This free water butt calculator works out how much rainwater you can harvest from your roof each year. Enter your roof dimensions and local rainfall, and get instant results showing annual yield, monthly averages, how many water butts you need, and estimated savings on your water bill.
Rainwater harvesting is one of the simplest and most cost-effective things you can do for your garden. Plants prefer rainwater over tap water — it's free of chlorine and limescale, has a near-neutral pH, and it saves you money every time it rains.
UK Rainfall by Region
Rainfall varies significantly across the UK. Western regions receive considerably more rain than the east.

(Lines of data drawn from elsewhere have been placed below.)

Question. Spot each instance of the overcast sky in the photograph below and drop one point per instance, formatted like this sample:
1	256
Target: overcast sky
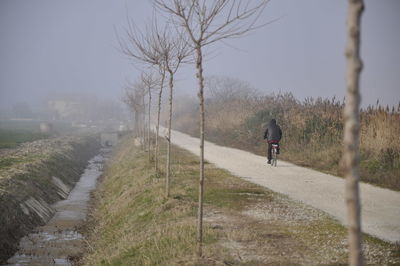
49	46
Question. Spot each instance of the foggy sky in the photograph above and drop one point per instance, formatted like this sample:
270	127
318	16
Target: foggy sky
50	46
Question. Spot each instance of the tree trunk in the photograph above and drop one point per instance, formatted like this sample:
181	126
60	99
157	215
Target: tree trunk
171	86
352	129
158	122
149	126
144	124
199	67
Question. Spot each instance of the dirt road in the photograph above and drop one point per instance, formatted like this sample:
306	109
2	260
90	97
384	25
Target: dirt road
380	207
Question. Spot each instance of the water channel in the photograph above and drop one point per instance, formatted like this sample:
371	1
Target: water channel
58	242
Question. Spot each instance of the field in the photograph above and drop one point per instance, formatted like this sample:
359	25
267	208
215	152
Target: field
15	132
132	223
312	130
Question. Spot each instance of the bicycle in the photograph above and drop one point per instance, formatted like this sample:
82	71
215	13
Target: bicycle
274	152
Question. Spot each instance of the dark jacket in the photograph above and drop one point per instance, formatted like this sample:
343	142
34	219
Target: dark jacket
273	131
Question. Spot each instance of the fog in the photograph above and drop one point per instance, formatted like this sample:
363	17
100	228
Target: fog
55	49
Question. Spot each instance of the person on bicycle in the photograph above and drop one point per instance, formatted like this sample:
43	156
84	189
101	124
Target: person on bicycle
273	134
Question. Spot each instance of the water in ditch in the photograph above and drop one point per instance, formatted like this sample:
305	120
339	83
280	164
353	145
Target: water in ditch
59	242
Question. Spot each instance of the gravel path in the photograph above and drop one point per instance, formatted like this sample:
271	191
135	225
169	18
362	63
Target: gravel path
380	207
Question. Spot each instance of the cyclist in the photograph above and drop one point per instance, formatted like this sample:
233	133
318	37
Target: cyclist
273	134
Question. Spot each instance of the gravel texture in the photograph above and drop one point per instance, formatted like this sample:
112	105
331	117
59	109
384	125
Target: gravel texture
380	207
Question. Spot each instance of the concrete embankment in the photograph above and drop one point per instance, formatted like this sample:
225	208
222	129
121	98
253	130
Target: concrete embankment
35	176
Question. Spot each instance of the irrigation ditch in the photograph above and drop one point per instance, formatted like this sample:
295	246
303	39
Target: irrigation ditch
33	178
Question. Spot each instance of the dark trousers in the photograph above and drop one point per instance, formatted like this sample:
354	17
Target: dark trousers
269	153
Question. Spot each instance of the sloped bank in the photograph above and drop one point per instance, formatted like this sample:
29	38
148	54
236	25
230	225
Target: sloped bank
33	177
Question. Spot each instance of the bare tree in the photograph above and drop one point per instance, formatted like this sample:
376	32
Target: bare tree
351	156
206	23
168	50
134	99
150	82
162	79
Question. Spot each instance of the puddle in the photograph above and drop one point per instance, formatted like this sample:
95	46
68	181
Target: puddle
58	242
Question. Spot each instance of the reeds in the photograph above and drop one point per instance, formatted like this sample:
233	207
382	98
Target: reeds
312	132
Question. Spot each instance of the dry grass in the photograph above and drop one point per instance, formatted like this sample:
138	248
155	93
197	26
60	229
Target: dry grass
133	224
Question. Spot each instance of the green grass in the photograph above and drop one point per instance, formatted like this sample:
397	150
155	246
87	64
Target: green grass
15	132
11	138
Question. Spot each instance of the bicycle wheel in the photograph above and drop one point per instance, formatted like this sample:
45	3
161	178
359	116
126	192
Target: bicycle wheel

| Region | Avg Rainfall (mm/yr) | Harvest from 40m² Roof |
|---|---|---|
| East Anglia | 600 | 19,200 L |
| South East England | 700 | 22,400 L |
| East Midlands | 800 | 25,600 L |
| South West England | 850 | 27,200 L |
| UK Average | 885 | 28,320 L |
| North West England | 1,050 | 33,600 L |
| Wales | 1,100 | 35,200 L |
| Scotland (West) | 1,500 | 48,000 L |
Getting Started with Rainwater Harvesting
What you need
A water butt (200L standard), a rainwater diverter kit (fits into your downpipe), and a flat, stable base — concrete slabs or a purpose-made stand. Total setup cost: £40–80 for a basic system.
Where to place your water butt
Position it directly under a downpipe, ideally near the area you'll water most. Raise it off the ground on a stand or bricks so a watering can fits under the tap. Ensure it's on a level, solid surface — a full 200L butt weighs 200kg.
Connecting multiple butts
If one butt overflows regularly (likely in autumn/winter), add a second butt connected with a linking kit. The overflow from butt 1 fills butt 2 automatically. This is especially worthwhile if you have a vegetable garden that needs regular watering through summer.
Winter care
In freezing weather, open the tap slightly to prevent ice damage. Alternatively, drain the butt before the first hard frost and reconnect in spring. Most modern water butts handle frost well, but a full butt that freezes solid can crack.